Tubuh dan Ritual Atasnya


Tubuh dan Ritual Atasnya

[Pic: readersdigest.co.uk]

Gede Kamajaya
Pegiat Sanglah Institute

Menyoal Tubuh: Tubuh Sekular, Tubuh Spiritual, Tubuh Bekerja hingga Tubuh Pengorbanan
Tubuh sejatinya adalah ladang subur lahirnya diskusi-diskusi teoritis hingga perdebatan panjang dalam filsafat yang sampai hari ini belumlah final. Socrates misalnya, menyebut tubuh sebagai penjara atas jiwa, tubuh adalah rintangan dan pengganggu, jiwa adalah tawanan yang tak berdaya, hanya dalam kematianlah jiwa dibebaskan dari keinginan dan nafsu jahat.  Dengan demikian, Socrates secara gamblang menegaskan tubuh dan jiwa tidak hanya terpisah, namun juga bertentangan, konflik antara tubuh dan jiwa bersifat total dan permanen. Tegasnya, pandangan Socrates tentang tubuh bersifat dualisme. Berbeda dengan Socrates, Aristoteles nampak sedikit berkompromi melihat tubuh dan jiwa kendati masih nampak sisi dualismenya. Menurutnya, jiwa lebih unggul dari tubuh, jiwalah yang memerintah tubuh, karenanya kita harus merawat tubuh demi kebaikan jiwa.
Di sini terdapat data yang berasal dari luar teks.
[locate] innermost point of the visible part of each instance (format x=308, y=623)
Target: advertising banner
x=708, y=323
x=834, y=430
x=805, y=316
Pada era Renaissance, tubuh dipandang dengan cara amat berbeda, tubuh dipandang dan digambarkan secara lisan maupun tertulis dengan sangat indah. Deretan seniman semisal Leonardo da Vinci, Michelangelo, hingga Titian melukiskan tubuh dengan warna-warni dan  detail yang sangat memukau. Periode ini juga sekaligus memberi batasan penjelasan tentang tubuh dari era sebelumnya, yang melihat tubuh sebagai sesuatu yang sakral sebagaimana wejangan Santo Paulus: “Kamu tahu bahwa tubuhmu adalah bagian dari tubuh Kristus, tubuhmu bukan lagi hanya milikmu tetapi milik Allah”. Era Renaissance juga menjadi detik-detik terakhir kematian ide asketik tentang tubuh sebagai musuh. Seturut dengan itu, Spinoza juga membahas tubuh sebagai sesuatu yang spiritualis. Dalam bukunya Ethics, Spinoza menjelaskan manusia terdiri atas jiwa dan tubuh, jiwa manusia bersatu dengan tubuh, keduanya merupakan dua sisi dari realitas Tuhan. Tubuh sebagai kesatuan dengan jiwa sebagaimana kata Spinoza, sejatinya juga sejalan dengan psikoanalisa Freud tentang tubuh bahwa keduanya adalah satu, Freud menyebut teorinya ini sebagai perubahan jiwa menuju tubuh meskipun Freud tidak pernah membawa dimensi Tuhan dalam teorinya ini.

Jika secara umum Pencerahan melihat tubuh sebagai keindahan dan sekularitasnya, maka filsafat Descartes lebih menekankan analogi tubuh sebagai mesin. “Aku menyadari diriku sendiri pertama-tama karena ia memiliki wajah, lengan, tangan, dan mesin yang dibuat dari daging dan tulang, seperti seonggok mayat yang saya sebut dengan tubuh”, ucap Descartes. Jiwa tempatnya di gereja, sedangkan tubuh ada pada ranah keilmuan. Apa yang dikatakan Descartes didukung sepenuhnya oleh Hobbes, seorang filsuf matrealis asal Inggris: “Jantung seperti pegas, persendian seperti roda yang membuat semua anggota tubuh bisa bergerak sebagaimana yang diinginkan pengemudinya”. Namun demikian, dualisme tubuh Socrates hingga Descartes ditentang penuh gairah oleh monoteisme Sartre tentang tubuh. Sartre menyebut tubuh adalah diri, dan diri adalah tubuh. Tubuh adalah sebagaimana aku tampak. Dengan demikian, jiwa kembali kehilangan tempatnya dalam filsafat eksistensialisme.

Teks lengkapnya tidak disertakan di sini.